Conozco a un hombre de edad sobre quien cayeron toda clase de desdichas: su esposa enferma, su hija débil y enclenque, su hijo sordomudo. Cuando él trabajaba como albañil, una pesada piedra le golpeó la cabeza y lo dejó sordo para el resto de sus días. Y eso no es todo: el polvo de la cal alteró su vista al punto que puede apenas distinguir a un hombre de un árbol
— ¡Qué triste existencia! exclamará, tal vez, usted. Pues ¡no! Este hombre no se queja; una paz inefable esclarece sus rasgos cansados y cuando se le pregunta cuál es el secreto de su felicidad contesta:
— Oh, es muy simple. Cuando joven, iba a la escuela dominical y no faltaba nunca. Mi placer era aprender de memoria versículos de la Biblia. Hacía provisión de ellos y los memorizaba a menudo; era mi biblioteca.

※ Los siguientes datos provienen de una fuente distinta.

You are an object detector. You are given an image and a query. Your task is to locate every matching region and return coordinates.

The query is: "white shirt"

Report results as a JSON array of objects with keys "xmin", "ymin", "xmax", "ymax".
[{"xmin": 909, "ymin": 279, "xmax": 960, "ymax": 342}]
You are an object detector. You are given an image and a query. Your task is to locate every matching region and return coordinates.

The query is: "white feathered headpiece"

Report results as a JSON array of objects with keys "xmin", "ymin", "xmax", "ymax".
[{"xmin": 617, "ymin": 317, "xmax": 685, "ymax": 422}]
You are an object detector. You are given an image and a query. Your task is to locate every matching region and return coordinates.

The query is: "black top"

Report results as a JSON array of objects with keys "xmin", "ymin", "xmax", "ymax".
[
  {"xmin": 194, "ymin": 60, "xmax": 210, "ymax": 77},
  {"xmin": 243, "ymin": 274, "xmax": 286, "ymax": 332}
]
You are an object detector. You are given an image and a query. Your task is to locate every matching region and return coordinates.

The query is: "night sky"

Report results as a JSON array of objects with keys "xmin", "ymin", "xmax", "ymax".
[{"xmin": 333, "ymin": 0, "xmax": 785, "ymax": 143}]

— Y ahora, agrega el anciano, privado de la vista en el ocaso de mi vida, siego lo que sembré en las horas de la mañana. Tengo tiempo para meditar, extrayendo de mis tesoros. Vea: parece que esas palabras tuvieran alas. Me transportan al umbral de la morada celestial donde mi lugar está preparado. Jesús, mi Salvador, pronto me introducirá allí.
“Bienaventurado el varón… que en la ley de Jehová está su delicia,
y en su ley medita de día y de noche.”